School of Informatics, University of Edinburgh, Informatics Forum, 10 Crichton Street, Edinburgh EH8 9AB, UK.
Bioinformatics. 2011 Apr 15;27(8):1101-7. doi: 10.1093/bioinformatics/btr105. Epub 2011 Feb 25.
Deciphering the regulatory and developmental mechanisms for multicellular organisms requires detailed knowledge of gene interactions and gene expressions. The availability of large datasets with both spatial and ontological annotation of the spatio-temporal patterns of gene expression in mouse embryo provides a powerful resource to discover the biological function of embryo organization. Ontological annotation of gene expressions consists of labelling images with terms from the anatomy ontology for mouse development. If the spatial genes of an anatomical component are expressed in an image, the image is then tagged with a term of that anatomical component. The current annotation is done manually by domain experts, which is both time consuming and costly. In addition, the level of detail is variable, and inevitably errors arise from the tedious nature of the task. In this article, we present a new method to automatically identify and annotate gene expression patterns in the mouse embryo with anatomical terms.

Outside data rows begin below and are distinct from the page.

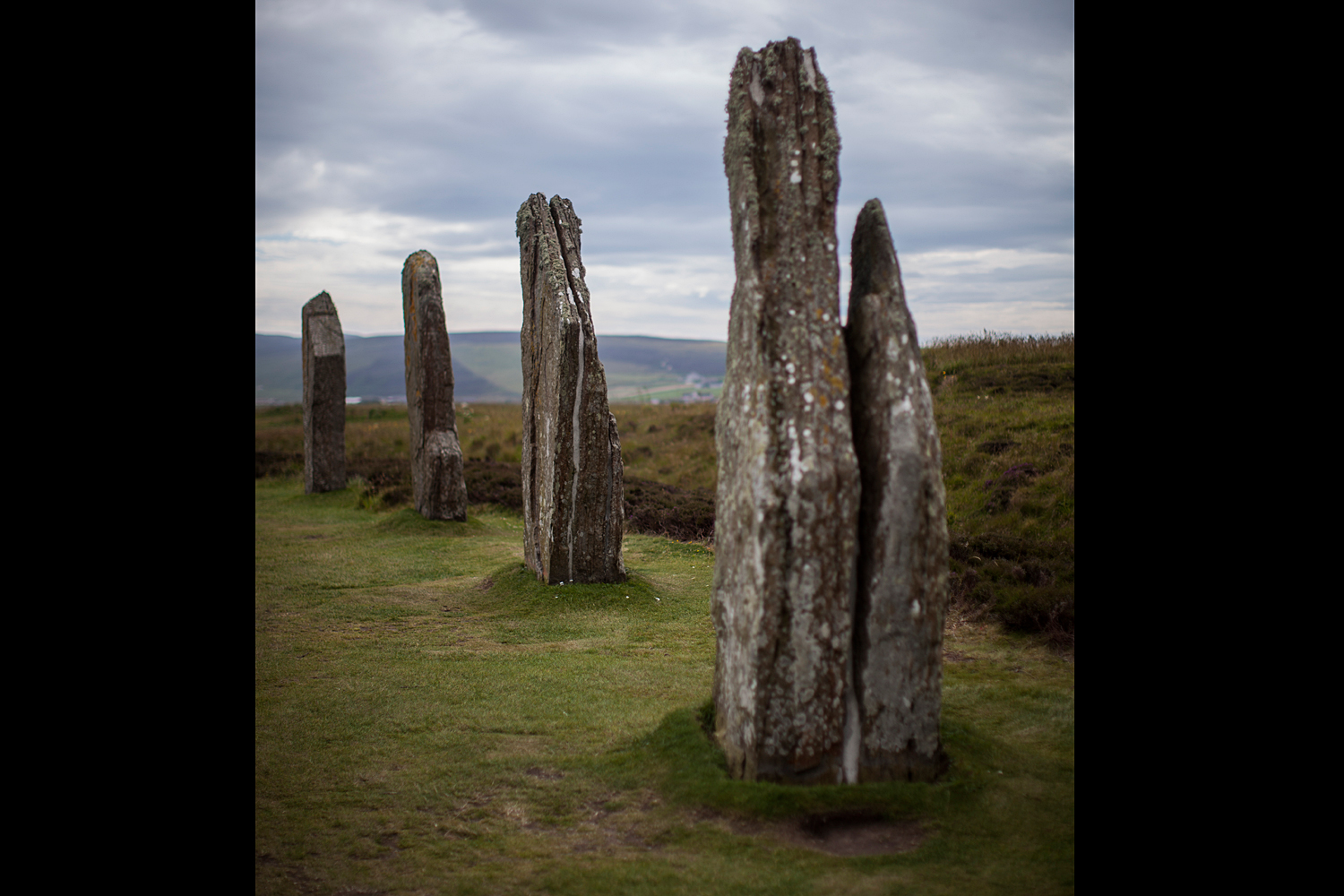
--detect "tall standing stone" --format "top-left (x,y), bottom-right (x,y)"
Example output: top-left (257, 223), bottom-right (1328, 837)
top-left (516, 194), bottom-right (625, 583)
top-left (402, 250), bottom-right (467, 522)
top-left (714, 38), bottom-right (859, 783)
top-left (303, 291), bottom-right (346, 495)
top-left (846, 199), bottom-right (948, 780)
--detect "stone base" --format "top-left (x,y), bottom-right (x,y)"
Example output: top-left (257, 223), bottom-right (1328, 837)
top-left (859, 747), bottom-right (952, 785)
top-left (416, 430), bottom-right (467, 522)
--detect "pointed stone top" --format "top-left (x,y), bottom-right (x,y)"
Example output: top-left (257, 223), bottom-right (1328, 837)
top-left (304, 289), bottom-right (336, 317)
top-left (849, 199), bottom-right (900, 296)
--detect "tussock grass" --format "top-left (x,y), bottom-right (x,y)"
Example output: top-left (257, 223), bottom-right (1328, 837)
top-left (255, 477), bottom-right (1074, 893)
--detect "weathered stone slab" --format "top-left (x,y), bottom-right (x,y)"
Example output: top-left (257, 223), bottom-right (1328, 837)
top-left (846, 199), bottom-right (948, 782)
top-left (303, 293), bottom-right (346, 495)
top-left (714, 38), bottom-right (859, 783)
top-left (518, 194), bottom-right (625, 583)
top-left (402, 250), bottom-right (467, 522)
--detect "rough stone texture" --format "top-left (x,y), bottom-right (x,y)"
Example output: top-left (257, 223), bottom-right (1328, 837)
top-left (846, 199), bottom-right (948, 782)
top-left (303, 293), bottom-right (346, 495)
top-left (402, 250), bottom-right (467, 522)
top-left (518, 194), bottom-right (625, 583)
top-left (714, 38), bottom-right (859, 783)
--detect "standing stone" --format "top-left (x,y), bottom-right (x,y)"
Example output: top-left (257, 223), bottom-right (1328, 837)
top-left (516, 194), bottom-right (625, 583)
top-left (303, 293), bottom-right (346, 495)
top-left (846, 199), bottom-right (948, 782)
top-left (402, 250), bottom-right (467, 522)
top-left (714, 38), bottom-right (859, 783)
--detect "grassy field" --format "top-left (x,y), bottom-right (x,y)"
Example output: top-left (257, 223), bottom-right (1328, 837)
top-left (255, 337), bottom-right (1074, 893)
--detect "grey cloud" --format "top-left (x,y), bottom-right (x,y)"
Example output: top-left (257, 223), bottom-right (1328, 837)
top-left (255, 0), bottom-right (1074, 335)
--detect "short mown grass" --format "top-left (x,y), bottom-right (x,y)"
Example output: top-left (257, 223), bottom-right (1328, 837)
top-left (255, 472), bottom-right (1074, 895)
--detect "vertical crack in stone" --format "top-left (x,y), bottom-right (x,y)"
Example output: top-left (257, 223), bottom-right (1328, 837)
top-left (712, 38), bottom-right (859, 783)
top-left (516, 194), bottom-right (625, 582)
top-left (846, 199), bottom-right (948, 780)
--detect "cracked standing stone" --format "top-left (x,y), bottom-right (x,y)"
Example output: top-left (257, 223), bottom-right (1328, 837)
top-left (516, 194), bottom-right (625, 583)
top-left (846, 199), bottom-right (948, 782)
top-left (303, 293), bottom-right (346, 495)
top-left (712, 38), bottom-right (859, 783)
top-left (402, 250), bottom-right (467, 522)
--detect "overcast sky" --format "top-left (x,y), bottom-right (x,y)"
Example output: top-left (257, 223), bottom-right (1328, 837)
top-left (257, 0), bottom-right (1074, 340)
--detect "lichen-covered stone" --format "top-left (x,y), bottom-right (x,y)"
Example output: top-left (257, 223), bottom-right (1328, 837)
top-left (516, 194), bottom-right (625, 583)
top-left (303, 293), bottom-right (346, 495)
top-left (402, 250), bottom-right (467, 522)
top-left (846, 199), bottom-right (948, 782)
top-left (712, 38), bottom-right (859, 783)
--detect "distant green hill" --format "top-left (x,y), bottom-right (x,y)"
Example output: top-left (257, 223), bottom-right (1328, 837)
top-left (257, 333), bottom-right (728, 401)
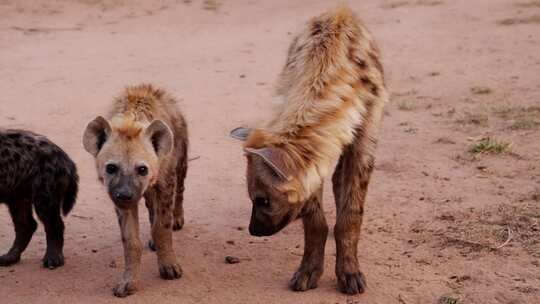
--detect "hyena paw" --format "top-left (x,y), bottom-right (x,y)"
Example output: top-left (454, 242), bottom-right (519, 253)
top-left (173, 216), bottom-right (184, 230)
top-left (42, 252), bottom-right (64, 269)
top-left (289, 267), bottom-right (322, 291)
top-left (337, 271), bottom-right (366, 295)
top-left (113, 280), bottom-right (137, 298)
top-left (148, 239), bottom-right (156, 251)
top-left (159, 263), bottom-right (182, 280)
top-left (0, 253), bottom-right (21, 266)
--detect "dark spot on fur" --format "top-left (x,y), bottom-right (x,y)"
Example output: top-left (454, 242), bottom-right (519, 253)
top-left (311, 21), bottom-right (324, 36)
top-left (360, 77), bottom-right (379, 96)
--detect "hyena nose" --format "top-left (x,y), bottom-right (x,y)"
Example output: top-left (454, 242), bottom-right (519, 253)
top-left (114, 190), bottom-right (133, 201)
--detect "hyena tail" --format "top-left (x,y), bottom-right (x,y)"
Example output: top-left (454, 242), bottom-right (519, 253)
top-left (62, 164), bottom-right (79, 216)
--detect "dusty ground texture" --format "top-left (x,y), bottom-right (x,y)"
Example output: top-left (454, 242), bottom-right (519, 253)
top-left (0, 0), bottom-right (540, 304)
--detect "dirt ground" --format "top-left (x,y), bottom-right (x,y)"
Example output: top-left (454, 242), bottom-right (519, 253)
top-left (0, 0), bottom-right (540, 304)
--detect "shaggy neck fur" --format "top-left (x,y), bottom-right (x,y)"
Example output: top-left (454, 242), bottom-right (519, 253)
top-left (244, 8), bottom-right (388, 201)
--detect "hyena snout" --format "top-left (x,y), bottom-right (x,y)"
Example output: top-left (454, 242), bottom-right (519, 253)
top-left (108, 177), bottom-right (143, 208)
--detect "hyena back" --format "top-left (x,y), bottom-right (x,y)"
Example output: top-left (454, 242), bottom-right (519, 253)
top-left (83, 85), bottom-right (188, 297)
top-left (0, 129), bottom-right (79, 269)
top-left (231, 7), bottom-right (388, 294)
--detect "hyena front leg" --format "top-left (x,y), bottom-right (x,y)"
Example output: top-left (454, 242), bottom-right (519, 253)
top-left (144, 199), bottom-right (156, 251)
top-left (332, 132), bottom-right (376, 294)
top-left (290, 185), bottom-right (328, 291)
top-left (0, 200), bottom-right (37, 266)
top-left (145, 175), bottom-right (182, 280)
top-left (113, 205), bottom-right (142, 297)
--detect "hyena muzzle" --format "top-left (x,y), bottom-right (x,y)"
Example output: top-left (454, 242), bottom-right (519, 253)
top-left (83, 85), bottom-right (188, 297)
top-left (231, 7), bottom-right (388, 294)
top-left (0, 129), bottom-right (79, 269)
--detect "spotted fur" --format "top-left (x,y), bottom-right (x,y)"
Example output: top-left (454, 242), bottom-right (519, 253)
top-left (83, 84), bottom-right (188, 297)
top-left (232, 7), bottom-right (388, 294)
top-left (0, 129), bottom-right (79, 269)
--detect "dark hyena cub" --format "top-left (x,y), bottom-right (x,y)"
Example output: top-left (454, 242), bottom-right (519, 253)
top-left (0, 129), bottom-right (79, 269)
top-left (83, 85), bottom-right (188, 297)
top-left (232, 8), bottom-right (388, 294)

The method takes images from in situ hybridization studies and the ontology for the developing mouse embryo, it then combines machine learning and image processing techniques to produce classifiers that automatically identify and annotate gene expression patterns in these images. We evaluate our method on image data from the EURExpress study, where we use it to automatically classify nine anatomical terms: humerus, handplate, fibula, tibia, femur, ribs, petrous part, scapula and head mesenchyme. The accuracy of our method lies between 70% and 80% with few exceptions. We show that other known methods have lower classification performance than ours. We have investigated the images misclassified by our method and found several cases where the original annotation was not correct. This shows our method is robust against this kind of noise.
The annotation result and the experimental dataset in the article can be freely accessed at http://www2.docm.mmu.ac.uk/STAFF/L.Han/geneannotation/.
Supplementary data are available at Bioinformatics online.
为了解多细胞生物的调控和发育机制,需要详细了解基因相互作用和基因表达。小鼠胚胎中基因表达的时空模式具有丰富的空间和本体论注释的大型数据集的出现,为发现胚胎组织的生物学功能提供了强大的资源。基因表达的本体论注释包括使用发育中的鼠标解剖本体论中的术语来标记图像。如果图像中存在某个解剖成分的空间基因表达,则会为该图像添加该解剖成分的术语。目前的注释是由领域专家手动完成的,既费时又费钱。此外,详细程度也各不相同,并且由于任务的繁琐性质,不可避免地会出现错误。在本文中,我们提出了一种新的方法,用于使用解剖学术语自动识别和注释小鼠胚胎中的基因表达模式。
该方法采用来自原位杂交研究和发育中鼠标胚胎本体论的图像,然后结合机器学习和图像处理技术,生成自动识别和注释这些图像中基因表达模式的分类器。我们在 EURExpress 研究的图像数据上评估了我们的方法,我们使用它自动分类九个解剖学术语:肱骨、手板、腓骨、胫骨、股骨、肋骨、岩部、肩胛骨和头部间质。我们方法的准确率在 70%到 80%之间,极少数情况下除外。我们表明,其他已知方法的分类性能低于我们的方法。我们研究了我们的方法错误分类的图像,并发现了一些原始注释不正确的情况。这表明我们的方法对这种噪声具有鲁棒性。
文章中的注释结果和实验数据集可在 http://www2.docm.mmu.ac.uk/STAFF/L.Han/geneannotation/ 上免费访问。
补充数据可在 Bioinformatics 在线获取。